3. The non-metallic mineral ultrafine pulverizing device according to claim 2, characterized in that, The discharge cylinder slides in contact with the crushing box, and the roller is connected to the rotating shaft through a transmission structure. The transmission structure includes multiple power rods arranged in a ring. The power rods are inclined along the axis of the rotating shaft, with one end of the power rod rotatably mounted on the rotating shaft and the other end of the power rod rotatably mounted on the roller.

4. The non-metallic mineral ultrafine pulverizing device according to claim 3, characterized in that, The discharge cylinder is provided with a sliding opening, and a sliding column is slidably disposed inside the sliding opening. The sliding column is connected to the discharge cylinder by a second spring. The sliding column is provided with an inclined surface.

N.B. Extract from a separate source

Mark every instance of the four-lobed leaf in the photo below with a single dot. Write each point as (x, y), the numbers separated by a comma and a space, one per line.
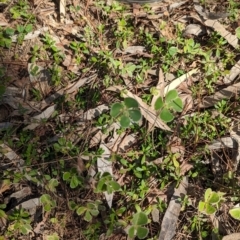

When the sliding column slides in the sliding opening, the area of ​​the sliding opening blocking the inclined surface of the sliding column changes, and outside air can enter the discharge cylinder through the gap between the sliding opening and the inclined surface.

5. The non-metallic mineral ultrafine pulverizing device according to claim 4, characterized in that, A transmission sleeve is provided on the end face of the roller, the transmission sleeve is sleeved on the outer wall of the support shaft, and the transmission sleeve passes through the crushing box. The end of the support shaft is fixed to the outer wall of the crushing box by a fixing plate. The fixing plate is provided with a motor and a transmission wheel for providing power for the rotation of the transmission sleeve.